Minys233 commented 1 year ago

Thank you! After testing, I found that the original azure blob storage permissions have been changed to private. I don't know why, and microsoft's Graphormer repo is also affected, all models are not downloadable......
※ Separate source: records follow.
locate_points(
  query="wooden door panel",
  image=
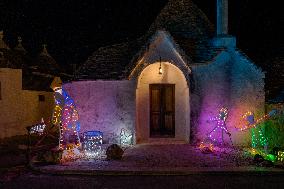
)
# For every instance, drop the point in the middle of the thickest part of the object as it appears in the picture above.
(162, 110)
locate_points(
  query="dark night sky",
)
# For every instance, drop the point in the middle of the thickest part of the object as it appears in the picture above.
(74, 29)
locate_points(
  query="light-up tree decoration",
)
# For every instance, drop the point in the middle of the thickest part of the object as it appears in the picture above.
(216, 135)
(65, 116)
(258, 138)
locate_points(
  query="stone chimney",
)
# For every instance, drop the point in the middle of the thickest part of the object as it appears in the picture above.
(223, 39)
(222, 17)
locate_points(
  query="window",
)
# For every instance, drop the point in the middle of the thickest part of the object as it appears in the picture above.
(41, 98)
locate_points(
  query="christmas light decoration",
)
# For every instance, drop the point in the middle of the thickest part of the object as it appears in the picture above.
(216, 135)
(204, 147)
(66, 117)
(125, 137)
(258, 138)
(92, 144)
(38, 128)
(70, 153)
(280, 156)
(252, 123)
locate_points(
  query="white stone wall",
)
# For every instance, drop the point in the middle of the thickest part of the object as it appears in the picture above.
(20, 108)
(232, 81)
(10, 105)
(171, 75)
(106, 106)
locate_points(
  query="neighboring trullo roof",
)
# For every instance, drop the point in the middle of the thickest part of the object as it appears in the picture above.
(188, 25)
(20, 47)
(45, 63)
(2, 43)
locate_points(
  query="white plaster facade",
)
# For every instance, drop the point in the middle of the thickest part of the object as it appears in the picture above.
(20, 108)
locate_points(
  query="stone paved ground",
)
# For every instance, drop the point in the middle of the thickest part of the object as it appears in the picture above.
(171, 157)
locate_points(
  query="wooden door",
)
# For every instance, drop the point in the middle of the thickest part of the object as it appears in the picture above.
(162, 110)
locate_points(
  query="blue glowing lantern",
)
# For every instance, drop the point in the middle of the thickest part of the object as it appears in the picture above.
(92, 142)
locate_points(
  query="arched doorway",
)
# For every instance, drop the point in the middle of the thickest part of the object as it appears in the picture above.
(162, 104)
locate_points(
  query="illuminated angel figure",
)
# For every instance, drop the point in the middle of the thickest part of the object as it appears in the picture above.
(65, 116)
(216, 135)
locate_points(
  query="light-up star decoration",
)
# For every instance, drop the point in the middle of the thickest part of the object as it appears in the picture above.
(216, 135)
(65, 116)
(125, 137)
(38, 128)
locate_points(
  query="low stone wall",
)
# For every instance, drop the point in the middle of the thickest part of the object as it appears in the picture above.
(106, 106)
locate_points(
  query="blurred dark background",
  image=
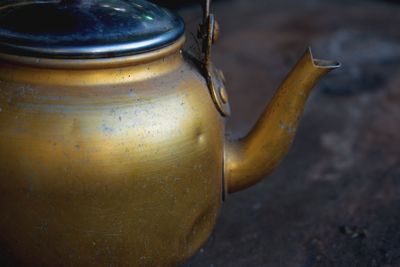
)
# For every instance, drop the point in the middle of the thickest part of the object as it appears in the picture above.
(335, 200)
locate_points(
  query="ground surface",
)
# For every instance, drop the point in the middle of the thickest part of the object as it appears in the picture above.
(335, 200)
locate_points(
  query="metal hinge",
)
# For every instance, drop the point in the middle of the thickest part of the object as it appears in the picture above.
(208, 33)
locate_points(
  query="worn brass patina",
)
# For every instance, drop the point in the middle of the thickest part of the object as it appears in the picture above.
(123, 161)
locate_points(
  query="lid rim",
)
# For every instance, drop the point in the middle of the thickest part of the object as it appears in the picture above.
(96, 51)
(87, 30)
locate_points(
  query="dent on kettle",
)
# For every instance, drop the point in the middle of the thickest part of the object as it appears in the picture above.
(254, 156)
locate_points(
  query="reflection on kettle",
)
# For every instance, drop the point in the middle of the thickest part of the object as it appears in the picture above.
(112, 142)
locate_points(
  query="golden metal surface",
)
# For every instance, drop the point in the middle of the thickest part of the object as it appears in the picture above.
(121, 162)
(251, 158)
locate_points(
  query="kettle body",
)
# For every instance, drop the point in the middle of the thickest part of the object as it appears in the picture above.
(112, 138)
(114, 166)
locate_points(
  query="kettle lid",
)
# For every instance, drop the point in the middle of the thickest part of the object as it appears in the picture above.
(85, 28)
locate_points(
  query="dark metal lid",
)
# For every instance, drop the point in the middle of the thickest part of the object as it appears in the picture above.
(85, 28)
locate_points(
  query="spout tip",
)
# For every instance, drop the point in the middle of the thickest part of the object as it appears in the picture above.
(323, 64)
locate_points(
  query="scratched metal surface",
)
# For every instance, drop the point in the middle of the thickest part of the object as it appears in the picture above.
(335, 200)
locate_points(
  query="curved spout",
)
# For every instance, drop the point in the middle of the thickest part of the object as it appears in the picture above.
(253, 157)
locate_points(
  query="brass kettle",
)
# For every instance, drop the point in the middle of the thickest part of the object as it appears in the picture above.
(112, 146)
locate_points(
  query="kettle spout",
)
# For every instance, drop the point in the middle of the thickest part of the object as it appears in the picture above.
(251, 158)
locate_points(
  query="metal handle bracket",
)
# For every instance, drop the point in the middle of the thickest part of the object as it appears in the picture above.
(208, 34)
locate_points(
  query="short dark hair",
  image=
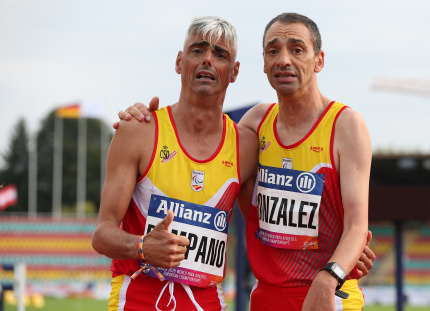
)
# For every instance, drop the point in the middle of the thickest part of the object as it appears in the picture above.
(291, 18)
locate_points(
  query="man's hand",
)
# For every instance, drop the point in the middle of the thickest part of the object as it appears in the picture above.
(365, 263)
(320, 296)
(162, 248)
(139, 111)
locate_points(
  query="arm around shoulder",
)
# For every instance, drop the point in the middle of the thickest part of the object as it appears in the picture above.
(353, 150)
(252, 118)
(129, 154)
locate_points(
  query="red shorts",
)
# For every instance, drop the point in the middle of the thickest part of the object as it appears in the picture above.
(142, 293)
(266, 297)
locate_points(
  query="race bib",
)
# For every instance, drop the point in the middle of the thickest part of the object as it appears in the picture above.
(288, 204)
(206, 228)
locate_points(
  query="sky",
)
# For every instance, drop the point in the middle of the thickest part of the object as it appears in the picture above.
(55, 53)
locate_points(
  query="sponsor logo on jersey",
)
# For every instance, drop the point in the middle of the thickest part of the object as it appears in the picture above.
(197, 180)
(287, 163)
(165, 155)
(264, 145)
(305, 182)
(307, 244)
(317, 149)
(220, 220)
(228, 163)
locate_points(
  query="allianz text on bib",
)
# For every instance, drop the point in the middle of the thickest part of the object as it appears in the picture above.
(288, 204)
(205, 227)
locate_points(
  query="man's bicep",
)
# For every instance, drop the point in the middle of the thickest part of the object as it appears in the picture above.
(252, 118)
(245, 196)
(121, 174)
(355, 156)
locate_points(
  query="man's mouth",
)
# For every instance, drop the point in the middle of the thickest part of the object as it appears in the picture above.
(284, 76)
(203, 76)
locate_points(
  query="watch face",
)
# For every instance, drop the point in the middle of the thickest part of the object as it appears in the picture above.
(339, 271)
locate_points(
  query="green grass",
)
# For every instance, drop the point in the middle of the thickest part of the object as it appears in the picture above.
(71, 304)
(68, 304)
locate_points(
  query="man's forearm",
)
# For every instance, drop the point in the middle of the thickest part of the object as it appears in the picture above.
(350, 247)
(114, 242)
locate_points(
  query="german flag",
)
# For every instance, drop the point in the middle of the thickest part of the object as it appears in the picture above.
(69, 112)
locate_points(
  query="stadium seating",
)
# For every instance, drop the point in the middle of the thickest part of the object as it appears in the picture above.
(54, 250)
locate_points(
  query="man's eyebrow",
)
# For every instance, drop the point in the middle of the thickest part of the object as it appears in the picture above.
(215, 47)
(272, 42)
(290, 40)
(202, 43)
(220, 49)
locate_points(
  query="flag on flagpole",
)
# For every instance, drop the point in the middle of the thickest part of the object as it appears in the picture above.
(92, 110)
(69, 112)
(8, 196)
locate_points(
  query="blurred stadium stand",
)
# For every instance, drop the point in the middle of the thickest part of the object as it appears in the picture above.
(59, 256)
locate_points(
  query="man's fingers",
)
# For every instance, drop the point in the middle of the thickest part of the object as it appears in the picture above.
(122, 115)
(370, 255)
(154, 103)
(183, 241)
(165, 223)
(362, 270)
(369, 237)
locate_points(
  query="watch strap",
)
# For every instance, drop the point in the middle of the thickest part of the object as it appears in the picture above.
(341, 294)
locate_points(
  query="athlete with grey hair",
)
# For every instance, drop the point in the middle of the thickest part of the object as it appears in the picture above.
(307, 224)
(168, 230)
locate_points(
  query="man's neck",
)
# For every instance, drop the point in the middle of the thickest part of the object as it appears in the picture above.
(199, 121)
(298, 114)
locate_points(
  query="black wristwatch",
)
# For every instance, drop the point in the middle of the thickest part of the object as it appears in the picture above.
(340, 275)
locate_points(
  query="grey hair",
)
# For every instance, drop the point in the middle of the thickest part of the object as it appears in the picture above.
(291, 18)
(213, 28)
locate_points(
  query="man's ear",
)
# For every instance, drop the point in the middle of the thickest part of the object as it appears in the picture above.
(178, 64)
(319, 61)
(235, 72)
(264, 64)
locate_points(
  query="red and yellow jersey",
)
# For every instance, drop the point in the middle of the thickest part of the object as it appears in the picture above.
(296, 220)
(207, 188)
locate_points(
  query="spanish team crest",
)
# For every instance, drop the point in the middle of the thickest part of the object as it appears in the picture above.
(264, 145)
(197, 180)
(287, 163)
(165, 155)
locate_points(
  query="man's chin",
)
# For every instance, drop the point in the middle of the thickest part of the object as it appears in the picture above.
(285, 89)
(204, 90)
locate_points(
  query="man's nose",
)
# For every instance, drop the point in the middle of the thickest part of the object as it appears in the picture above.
(284, 59)
(208, 58)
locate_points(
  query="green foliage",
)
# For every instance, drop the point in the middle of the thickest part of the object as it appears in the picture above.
(45, 146)
(16, 165)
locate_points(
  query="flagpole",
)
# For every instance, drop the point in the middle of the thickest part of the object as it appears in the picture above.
(82, 167)
(32, 176)
(104, 145)
(57, 178)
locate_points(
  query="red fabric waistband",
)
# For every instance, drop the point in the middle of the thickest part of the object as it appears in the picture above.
(285, 291)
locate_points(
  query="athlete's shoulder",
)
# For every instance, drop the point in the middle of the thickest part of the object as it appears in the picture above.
(137, 137)
(351, 134)
(350, 119)
(248, 152)
(253, 116)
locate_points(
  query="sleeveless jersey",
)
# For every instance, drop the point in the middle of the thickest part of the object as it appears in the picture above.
(310, 162)
(175, 175)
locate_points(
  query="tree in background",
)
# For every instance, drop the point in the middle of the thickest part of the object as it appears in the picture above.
(16, 164)
(45, 147)
(15, 169)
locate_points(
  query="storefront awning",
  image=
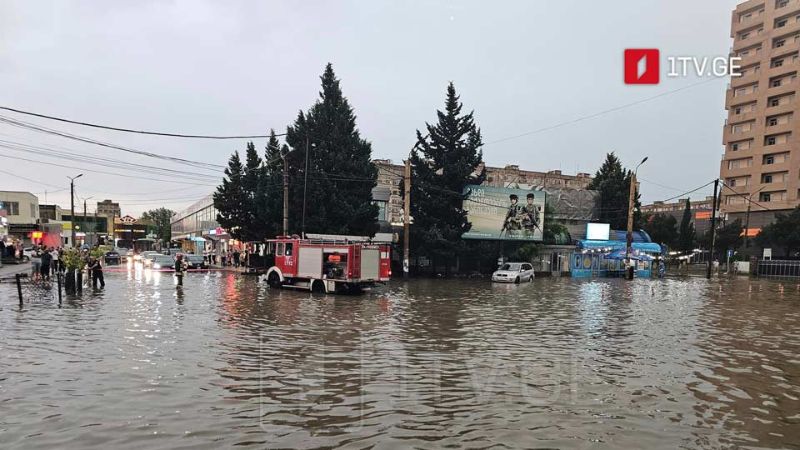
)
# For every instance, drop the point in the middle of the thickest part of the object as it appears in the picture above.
(647, 247)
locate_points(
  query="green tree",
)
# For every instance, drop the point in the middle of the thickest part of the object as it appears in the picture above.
(443, 162)
(613, 183)
(728, 237)
(686, 233)
(783, 233)
(340, 173)
(162, 222)
(229, 199)
(269, 208)
(662, 228)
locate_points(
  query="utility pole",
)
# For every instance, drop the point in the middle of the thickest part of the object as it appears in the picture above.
(286, 194)
(72, 207)
(406, 217)
(305, 187)
(713, 228)
(629, 238)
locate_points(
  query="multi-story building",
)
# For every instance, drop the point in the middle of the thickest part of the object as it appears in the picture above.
(109, 209)
(19, 214)
(761, 165)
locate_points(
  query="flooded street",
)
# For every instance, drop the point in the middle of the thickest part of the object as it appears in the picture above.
(557, 363)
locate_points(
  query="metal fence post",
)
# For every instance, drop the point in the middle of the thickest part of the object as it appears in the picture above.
(19, 289)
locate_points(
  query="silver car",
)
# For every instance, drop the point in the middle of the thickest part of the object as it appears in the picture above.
(513, 273)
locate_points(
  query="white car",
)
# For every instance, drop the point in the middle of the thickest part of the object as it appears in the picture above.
(513, 273)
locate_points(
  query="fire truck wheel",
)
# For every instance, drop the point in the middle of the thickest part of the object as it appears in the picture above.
(318, 286)
(274, 280)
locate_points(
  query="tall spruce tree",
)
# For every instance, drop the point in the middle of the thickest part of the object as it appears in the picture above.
(686, 233)
(229, 198)
(340, 175)
(269, 210)
(613, 183)
(442, 163)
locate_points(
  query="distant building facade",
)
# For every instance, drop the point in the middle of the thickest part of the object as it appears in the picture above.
(761, 162)
(109, 209)
(699, 209)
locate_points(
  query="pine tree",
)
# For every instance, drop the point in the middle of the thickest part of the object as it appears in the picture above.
(686, 233)
(229, 199)
(269, 210)
(613, 183)
(442, 163)
(340, 174)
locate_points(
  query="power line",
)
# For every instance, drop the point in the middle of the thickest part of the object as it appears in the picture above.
(127, 130)
(600, 113)
(32, 127)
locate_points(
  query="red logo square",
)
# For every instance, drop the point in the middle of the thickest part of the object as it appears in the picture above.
(641, 66)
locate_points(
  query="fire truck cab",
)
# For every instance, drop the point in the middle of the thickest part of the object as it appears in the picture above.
(328, 263)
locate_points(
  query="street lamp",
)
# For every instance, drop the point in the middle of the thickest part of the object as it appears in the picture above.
(631, 202)
(72, 206)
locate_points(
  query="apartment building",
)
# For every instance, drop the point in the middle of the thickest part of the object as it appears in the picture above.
(761, 163)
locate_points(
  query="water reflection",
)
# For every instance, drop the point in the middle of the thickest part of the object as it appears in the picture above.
(223, 360)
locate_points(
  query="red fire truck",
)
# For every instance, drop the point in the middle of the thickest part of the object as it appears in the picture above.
(328, 263)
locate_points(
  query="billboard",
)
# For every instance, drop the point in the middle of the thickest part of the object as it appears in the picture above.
(504, 214)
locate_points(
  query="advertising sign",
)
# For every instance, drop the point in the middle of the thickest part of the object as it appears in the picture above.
(504, 214)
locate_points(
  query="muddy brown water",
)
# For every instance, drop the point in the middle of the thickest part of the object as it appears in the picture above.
(558, 363)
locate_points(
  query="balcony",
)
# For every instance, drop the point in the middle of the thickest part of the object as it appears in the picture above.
(751, 40)
(778, 129)
(730, 100)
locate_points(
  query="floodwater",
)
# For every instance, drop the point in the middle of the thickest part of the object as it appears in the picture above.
(558, 363)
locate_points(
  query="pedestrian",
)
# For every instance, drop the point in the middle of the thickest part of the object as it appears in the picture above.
(47, 258)
(36, 263)
(180, 267)
(55, 261)
(96, 269)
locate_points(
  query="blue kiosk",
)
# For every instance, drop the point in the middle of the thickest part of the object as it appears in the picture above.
(606, 257)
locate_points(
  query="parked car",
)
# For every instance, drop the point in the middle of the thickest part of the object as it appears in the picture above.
(513, 273)
(163, 262)
(112, 257)
(195, 261)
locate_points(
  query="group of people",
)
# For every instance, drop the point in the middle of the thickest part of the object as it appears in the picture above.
(234, 258)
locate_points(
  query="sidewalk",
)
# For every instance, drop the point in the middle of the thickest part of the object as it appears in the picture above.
(9, 270)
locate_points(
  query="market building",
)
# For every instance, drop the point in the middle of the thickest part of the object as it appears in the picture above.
(19, 215)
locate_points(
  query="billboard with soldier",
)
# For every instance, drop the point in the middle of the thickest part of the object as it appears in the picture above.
(502, 213)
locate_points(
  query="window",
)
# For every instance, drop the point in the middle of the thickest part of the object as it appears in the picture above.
(12, 208)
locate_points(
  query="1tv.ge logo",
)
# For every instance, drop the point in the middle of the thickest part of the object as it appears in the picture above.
(643, 66)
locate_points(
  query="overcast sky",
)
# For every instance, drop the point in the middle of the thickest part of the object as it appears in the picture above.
(242, 67)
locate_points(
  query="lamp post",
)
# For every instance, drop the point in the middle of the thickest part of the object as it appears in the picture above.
(72, 206)
(86, 229)
(631, 203)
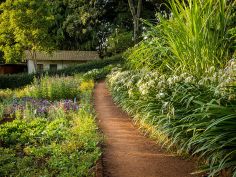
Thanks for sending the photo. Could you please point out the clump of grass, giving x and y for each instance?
(194, 38)
(191, 115)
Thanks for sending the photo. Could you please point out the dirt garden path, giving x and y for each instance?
(126, 152)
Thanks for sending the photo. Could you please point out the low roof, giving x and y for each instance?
(65, 55)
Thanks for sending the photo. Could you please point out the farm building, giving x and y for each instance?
(59, 59)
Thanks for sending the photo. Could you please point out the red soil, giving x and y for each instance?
(126, 152)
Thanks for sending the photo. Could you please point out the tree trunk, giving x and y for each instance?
(33, 56)
(136, 12)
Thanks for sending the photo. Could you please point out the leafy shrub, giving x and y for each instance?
(20, 80)
(194, 116)
(97, 74)
(63, 142)
(119, 41)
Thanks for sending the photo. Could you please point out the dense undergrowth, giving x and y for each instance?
(48, 128)
(181, 82)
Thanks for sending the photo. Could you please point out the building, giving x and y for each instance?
(12, 68)
(59, 59)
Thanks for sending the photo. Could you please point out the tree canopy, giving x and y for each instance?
(44, 25)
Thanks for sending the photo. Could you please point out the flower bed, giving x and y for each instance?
(51, 136)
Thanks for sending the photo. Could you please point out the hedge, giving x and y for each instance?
(19, 80)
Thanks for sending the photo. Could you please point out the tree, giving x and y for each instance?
(24, 25)
(136, 12)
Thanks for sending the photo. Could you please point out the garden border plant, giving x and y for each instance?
(55, 143)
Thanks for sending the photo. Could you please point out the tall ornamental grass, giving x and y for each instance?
(197, 35)
(186, 114)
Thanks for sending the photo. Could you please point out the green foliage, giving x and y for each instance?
(184, 113)
(119, 41)
(193, 39)
(15, 80)
(20, 80)
(54, 88)
(98, 74)
(25, 25)
(58, 144)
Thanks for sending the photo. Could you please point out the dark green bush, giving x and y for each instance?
(119, 41)
(20, 80)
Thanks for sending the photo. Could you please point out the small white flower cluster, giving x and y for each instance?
(151, 83)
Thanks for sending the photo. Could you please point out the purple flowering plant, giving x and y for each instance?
(39, 107)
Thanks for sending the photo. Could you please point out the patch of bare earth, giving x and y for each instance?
(126, 152)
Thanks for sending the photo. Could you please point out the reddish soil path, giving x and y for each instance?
(126, 152)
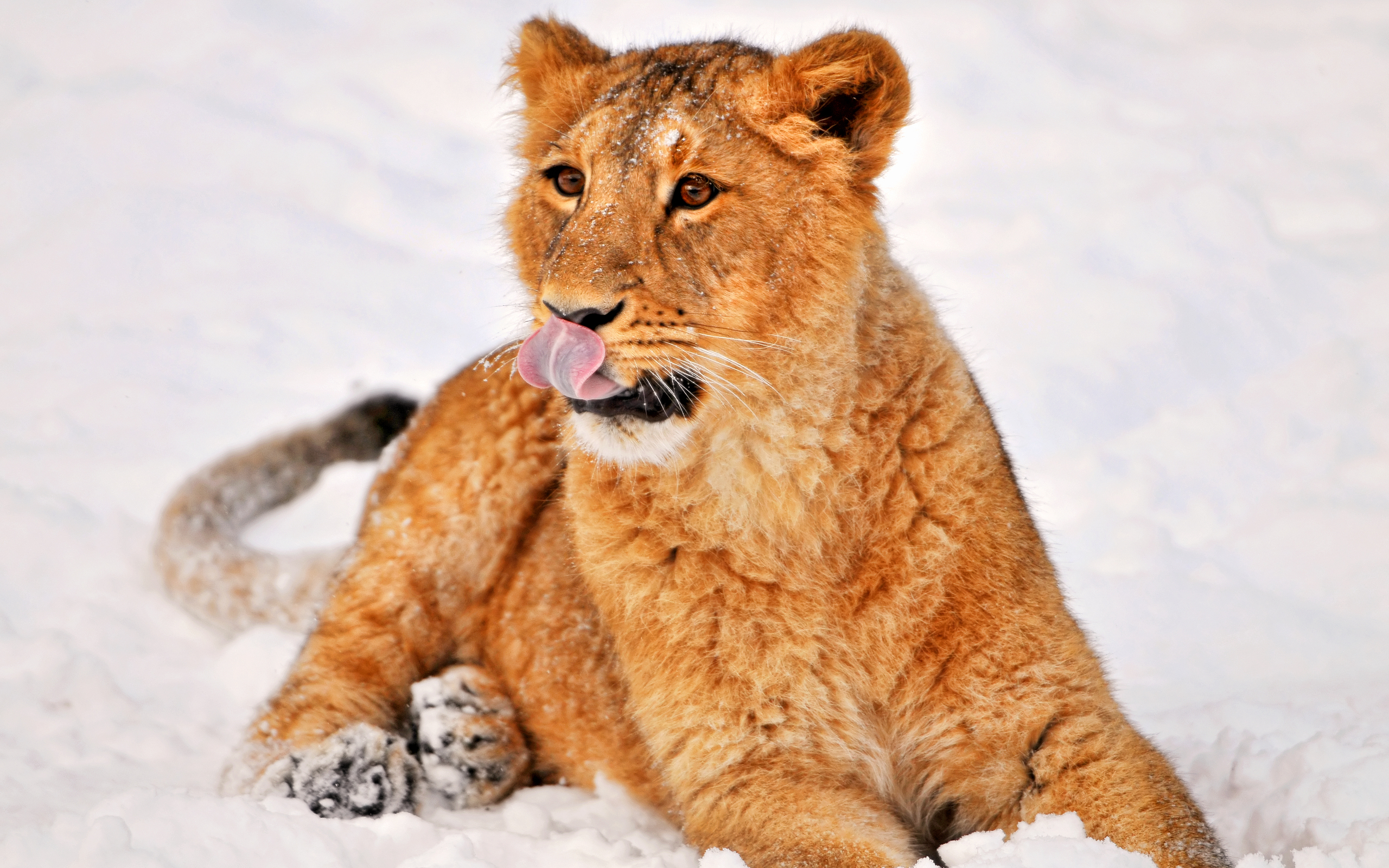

I have transferred the data files to my own azure blob, the links now should be:

https://scientificdata.blob.core.windows.net/dynaformer/dataset/pdbbind/general-set-2019-coreset-2013.zip
https://scientificdata.blob.core.windows.net/dynaformer/dataset/pdbbind/general-set-2019-coreset-2016.zip
https://scientificdata.blob.core.windows.net/dynaformer/dataset/pdbbind/general-set-2020-coreset-2013.zip
https://scientificdata.blob.core.windows.net/dynaformer/dataset/pdbbind/general-set-2020-coreset-2016.zip
https://scientificdata.blob.core.windows.net/dynaformer/dataset/pdbbind/refined-set-2019-coreset-2013.zip
https://scientificdata.blob.core.windows.net/dynaformer/dataset/pdbbind/refined-set-2019-coreset-2016.zip
https://scientificdata.blob.core.windows.net/dynaformer/dataset/pdbbind/refined-set-2020-coreset-2013.zip
https://scientificdata.blob.core.windows.net/dynaformer/dataset/pdbbind/refined-set-2020-coreset-2016.zip

I have modified the code and changed the related files, including:

Dynafomer/Dynaformer/install.sh: fixed an AttributeError due to numpy version mismatch. Dynafomer/Dynaformer/dynaformer/data/pyg_datasets/pyg_dataset_lookup_table.py: changed the urls to my blob storage. run_evaluate.sh: clearly specified the arguments, and add the evaluation for CASF-2013.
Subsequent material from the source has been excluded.